19. Should OWCP adopt test administration standards for pulse oximetry? If so, what standards should OWCP consider adopting and why? See, e.g., 20 CFR part 404, subpart P, appendix 1, part A, Listing 3.00H1-2.

20. Are there Sp O2 values that would establish total respiratory disability in a coal miner under the BLBA absent contrary probative evidence? If so, what values should OWCP consider and why?

21. Should OWCP require a threshold measurement of a miner's oxygen saturation level through pulse oximetry before determining whether more invasive testing such as an ABG is necessary? If so, what should the threshold be? What are the advantages and disadvantages (including potential costs or benefits) of adopting such a threshold measurement?

F. Diffusing Capacity of the Lungs for Carbon Monoxide (DLCO)

22. Should OWCP adopt test administration standards for DLCO testing? If so, what standards should OWCP consider adopting and why? See, e.g., Brian L. Graham, et al., 2017 ERS/ATS Standards for Single-Breath Carbon Monoxide Uptake in the Lung (2017); 20 CFR part 404, subpart P, appendix 1, part A, Listing 3.00F1-3.

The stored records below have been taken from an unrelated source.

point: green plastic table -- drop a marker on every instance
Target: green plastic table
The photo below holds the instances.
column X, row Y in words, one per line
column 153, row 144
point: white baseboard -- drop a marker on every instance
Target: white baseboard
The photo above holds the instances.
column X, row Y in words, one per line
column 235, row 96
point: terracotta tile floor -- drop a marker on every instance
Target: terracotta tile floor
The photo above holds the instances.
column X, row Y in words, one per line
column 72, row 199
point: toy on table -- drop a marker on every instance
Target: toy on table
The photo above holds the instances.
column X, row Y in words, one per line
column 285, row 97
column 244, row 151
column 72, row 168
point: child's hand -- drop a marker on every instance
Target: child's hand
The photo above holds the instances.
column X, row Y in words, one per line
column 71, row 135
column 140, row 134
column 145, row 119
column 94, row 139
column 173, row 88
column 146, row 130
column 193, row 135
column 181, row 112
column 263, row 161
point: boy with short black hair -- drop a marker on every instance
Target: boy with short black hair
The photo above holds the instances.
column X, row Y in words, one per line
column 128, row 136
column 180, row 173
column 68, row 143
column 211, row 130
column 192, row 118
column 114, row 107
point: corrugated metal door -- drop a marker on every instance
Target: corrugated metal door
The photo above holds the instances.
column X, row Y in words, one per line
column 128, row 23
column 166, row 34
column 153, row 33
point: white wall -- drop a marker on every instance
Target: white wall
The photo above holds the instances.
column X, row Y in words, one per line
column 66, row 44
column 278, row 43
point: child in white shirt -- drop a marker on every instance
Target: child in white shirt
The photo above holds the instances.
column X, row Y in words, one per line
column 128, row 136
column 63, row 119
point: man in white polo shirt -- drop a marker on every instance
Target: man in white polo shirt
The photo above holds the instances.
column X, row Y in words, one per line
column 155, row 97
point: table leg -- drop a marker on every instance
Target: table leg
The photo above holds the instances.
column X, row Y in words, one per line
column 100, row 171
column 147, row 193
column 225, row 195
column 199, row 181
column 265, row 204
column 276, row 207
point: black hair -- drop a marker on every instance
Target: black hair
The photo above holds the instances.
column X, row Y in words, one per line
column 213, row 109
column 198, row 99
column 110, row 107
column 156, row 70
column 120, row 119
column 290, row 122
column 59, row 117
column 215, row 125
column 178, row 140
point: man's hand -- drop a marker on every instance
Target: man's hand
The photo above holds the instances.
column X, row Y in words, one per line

23. Are there DLCO values that would establish total respiratory disability in a coal miner under the BLBA absent contrary probative evidence? If so, what values should OWCP consider and why?

G. Other Information

24. Please provide any other data or information that may be useful to OWCP in evaluating its quality standards and related disability criteria, including whether there are other tests of respiratory disability for which quality standards or qualifying disability criteria should be developed.

Start Signature

Dated: September 18, 2019.

Julia K. Hearthway,

Director, Office of Workers' Compensation Programs.